Real Stories: Kevin’s Story
Video script
Kevin: In 2014 I was diagnosed with incurable prostate cancer and given as little as two years to live. Eight and a half years on, I’m still alive and still running.
November the 6th 2014, my wife and I were invited back to the doctor’s office to sit and talk about the results. And he said, you know, “You’ve got prostate cancer and it’s spread.” And I said “Well what does that mean, how long will I live for?” And he said, “Well, if you’re lucky, maybe two years.”
My wife and I just burst into tears. Suddenly, I’m in this room with my wife and my life’s over.
Unless you’ve actually had the words “You’ve got cancer” said to you, you have no idea. You can hear a thousand people tell you, but you have no idea. That camera zoom moment when it’s suddenly “Vwoop” and it’s just you.
You know I remember crying a lot the first couple of months. I cried a lot for the first couple of days for me. And then I got out of that and I then cried for my family because I didn’t want my kids to have no dad. I didn’t want my wife to not have a husband.
What you need to do then is find something that you like, find something you love. For me it was running and my family. Those two things are what got me out of it. There is no right or wrong. It’s just something that you enjoy doing, something that is a focus, something you want to see happen.
Don’t ever, ever think you can’t chase a dream, because you can.
Before I was diagnosed with prostate cancer, I used to run as a way of staying fit. I had a pretty full on job, and so I used to run maybe one marathon a year, and I had only done that since the age of about 45.
When I was in my twenties I bought a magazine, and in the magazine it talked about this crazy desert race called the Marathon des Sables, and I always wondered how anyone could ever do it, because I used to run a half marathon, collapse over the finish line and not be able to run one step further, and here were people running 250 kilometres in a week in the Sahara over massive sand dunes in the heat. And I thought, “That’s just not possible.”

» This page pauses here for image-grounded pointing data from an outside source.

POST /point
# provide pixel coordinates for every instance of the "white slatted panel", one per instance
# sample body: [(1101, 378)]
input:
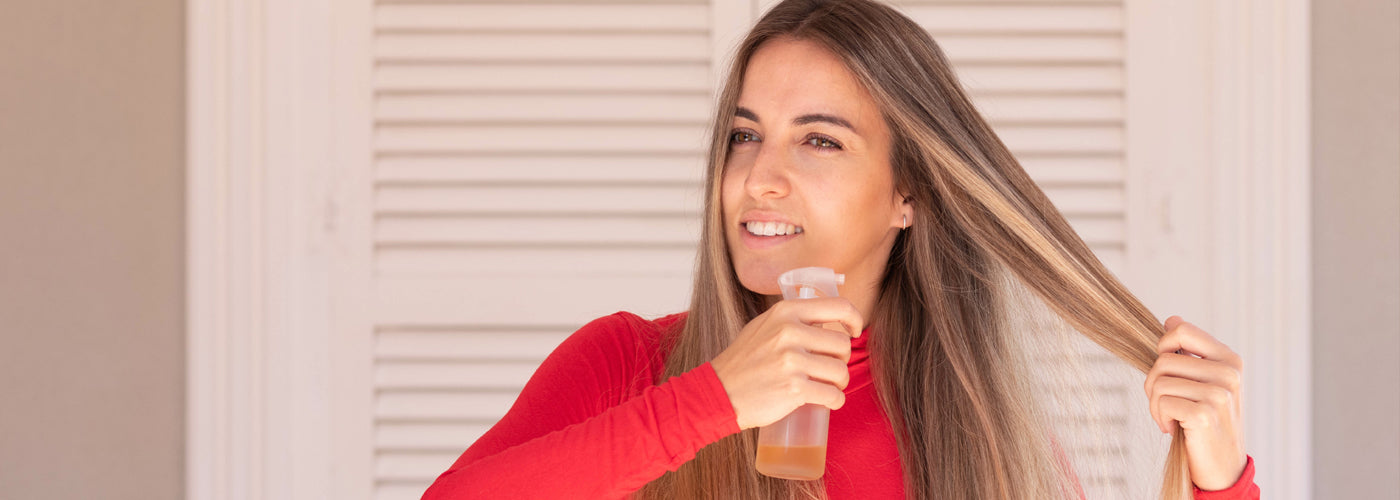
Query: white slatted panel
[(538, 164)]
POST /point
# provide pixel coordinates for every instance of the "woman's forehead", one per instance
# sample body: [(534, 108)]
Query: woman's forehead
[(787, 77)]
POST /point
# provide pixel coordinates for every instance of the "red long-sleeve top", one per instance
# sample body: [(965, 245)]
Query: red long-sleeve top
[(594, 423)]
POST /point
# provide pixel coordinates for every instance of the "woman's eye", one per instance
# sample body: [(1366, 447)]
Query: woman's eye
[(742, 137), (823, 143)]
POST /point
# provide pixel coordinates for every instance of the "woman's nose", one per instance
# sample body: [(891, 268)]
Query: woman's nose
[(769, 174)]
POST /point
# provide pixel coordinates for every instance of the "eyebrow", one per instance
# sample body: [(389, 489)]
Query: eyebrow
[(804, 119)]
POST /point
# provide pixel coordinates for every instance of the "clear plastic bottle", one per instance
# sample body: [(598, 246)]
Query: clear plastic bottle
[(795, 447)]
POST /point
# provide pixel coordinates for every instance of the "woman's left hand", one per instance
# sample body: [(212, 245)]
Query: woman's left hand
[(1194, 383)]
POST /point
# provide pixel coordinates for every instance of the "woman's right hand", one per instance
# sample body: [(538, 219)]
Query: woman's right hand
[(781, 360)]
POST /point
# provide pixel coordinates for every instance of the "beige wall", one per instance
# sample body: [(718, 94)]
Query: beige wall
[(91, 210), (91, 262), (1355, 248)]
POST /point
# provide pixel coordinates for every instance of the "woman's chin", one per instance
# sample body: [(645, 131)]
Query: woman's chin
[(762, 278)]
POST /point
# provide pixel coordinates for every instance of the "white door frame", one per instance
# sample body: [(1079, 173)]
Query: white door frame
[(277, 248)]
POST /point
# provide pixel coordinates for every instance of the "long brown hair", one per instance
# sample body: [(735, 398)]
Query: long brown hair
[(948, 356)]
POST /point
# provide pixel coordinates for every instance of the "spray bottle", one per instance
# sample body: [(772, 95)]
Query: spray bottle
[(795, 447)]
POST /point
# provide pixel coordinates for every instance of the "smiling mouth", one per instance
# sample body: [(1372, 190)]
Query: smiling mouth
[(770, 228)]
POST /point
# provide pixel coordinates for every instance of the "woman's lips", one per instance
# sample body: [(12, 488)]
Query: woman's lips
[(762, 242)]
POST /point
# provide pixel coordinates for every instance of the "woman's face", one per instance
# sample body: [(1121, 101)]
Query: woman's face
[(808, 147)]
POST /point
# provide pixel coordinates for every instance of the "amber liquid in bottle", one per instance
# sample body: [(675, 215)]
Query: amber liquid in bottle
[(793, 462)]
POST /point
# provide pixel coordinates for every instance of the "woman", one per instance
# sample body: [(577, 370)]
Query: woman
[(843, 140)]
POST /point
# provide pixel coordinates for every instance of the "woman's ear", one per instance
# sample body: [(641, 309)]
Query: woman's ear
[(906, 210)]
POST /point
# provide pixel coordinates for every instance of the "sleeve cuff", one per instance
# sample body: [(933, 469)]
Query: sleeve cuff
[(1243, 486)]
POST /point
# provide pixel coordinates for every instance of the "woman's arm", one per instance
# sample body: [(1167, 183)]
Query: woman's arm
[(567, 434)]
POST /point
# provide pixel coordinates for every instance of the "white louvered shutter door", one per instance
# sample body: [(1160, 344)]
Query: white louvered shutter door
[(538, 165)]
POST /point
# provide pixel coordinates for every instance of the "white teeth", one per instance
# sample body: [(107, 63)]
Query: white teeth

Roll on to when I had my horrible diagnosis and I managed to run two marathons on chemotherapy. The next thing on my list was this Marathon des Sables.
So, April 2016, there I am on the start line of the Marathon des Sables in the Sahara, absolutely unconvinced I would finish that race, but so elated that my foot was on the start line, something that wasn’t even going to be possible in November 2014, when I was told I was almost going to be dead by that stage.

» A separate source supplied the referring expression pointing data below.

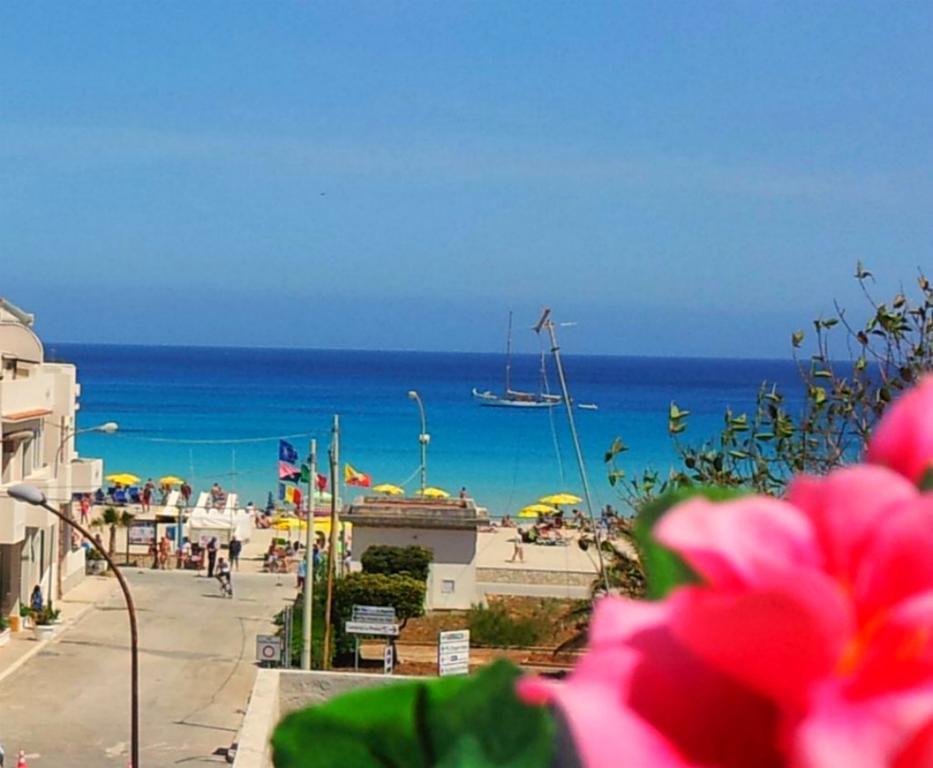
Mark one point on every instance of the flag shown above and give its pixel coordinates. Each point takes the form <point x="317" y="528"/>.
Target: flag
<point x="293" y="495"/>
<point x="287" y="452"/>
<point x="288" y="472"/>
<point x="352" y="477"/>
<point x="320" y="481"/>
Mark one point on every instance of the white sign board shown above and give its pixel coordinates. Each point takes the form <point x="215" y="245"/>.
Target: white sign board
<point x="388" y="659"/>
<point x="141" y="532"/>
<point x="372" y="628"/>
<point x="268" y="648"/>
<point x="453" y="653"/>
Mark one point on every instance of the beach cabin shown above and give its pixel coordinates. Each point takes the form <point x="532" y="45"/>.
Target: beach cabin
<point x="448" y="527"/>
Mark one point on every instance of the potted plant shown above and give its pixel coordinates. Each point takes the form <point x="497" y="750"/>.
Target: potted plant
<point x="44" y="622"/>
<point x="94" y="563"/>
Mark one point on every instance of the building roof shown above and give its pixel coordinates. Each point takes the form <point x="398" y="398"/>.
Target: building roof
<point x="451" y="514"/>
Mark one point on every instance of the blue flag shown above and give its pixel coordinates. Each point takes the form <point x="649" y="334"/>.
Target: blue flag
<point x="287" y="452"/>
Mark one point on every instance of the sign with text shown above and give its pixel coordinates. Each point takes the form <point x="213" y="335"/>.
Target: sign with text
<point x="372" y="628"/>
<point x="268" y="648"/>
<point x="453" y="653"/>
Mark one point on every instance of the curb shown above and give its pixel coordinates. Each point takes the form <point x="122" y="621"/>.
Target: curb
<point x="41" y="644"/>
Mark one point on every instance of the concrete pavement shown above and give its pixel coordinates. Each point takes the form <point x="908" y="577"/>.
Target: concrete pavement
<point x="69" y="703"/>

That first Marathon des Sables for me was the race that meant everything. It was the race I was never going to run. It was a dream that I had age 20-something that was never going to happen. And here I am with terminal cancer and I’ve just actually created my dream. I made it happen.
Once I got diagnosed, I kind of realised I could run and I used it as a force for good, used it as a way of trying to encourage people to live their best life and not give up and fundraise. All the money I have ever raised, I’ve never take a penny of it. I pay for every race myself. All that money goes to charity. And that’s so important to me because I don’t want other men to be in my situation in time to come.
So, you know, I’ve got two sons. They’re currently 23 and 18 years old. By the time they’re 40, I don’t want prostate cancer to be a killer. And the only way we’ll stop that is through more research.
I’ve probably run a marathon distance, I don’t know, well over 100 times now. In fact, I’ve run over 15,000 miles since I was diagnosed. It’s made me far more focused on what’s right in the world. It’s made me a far better person. I have a sense of purpose and worth that I never had before I was ill.
So please don’t believe that life is over because it’s not over in that moment. There are still things you can do to make your life fantastic.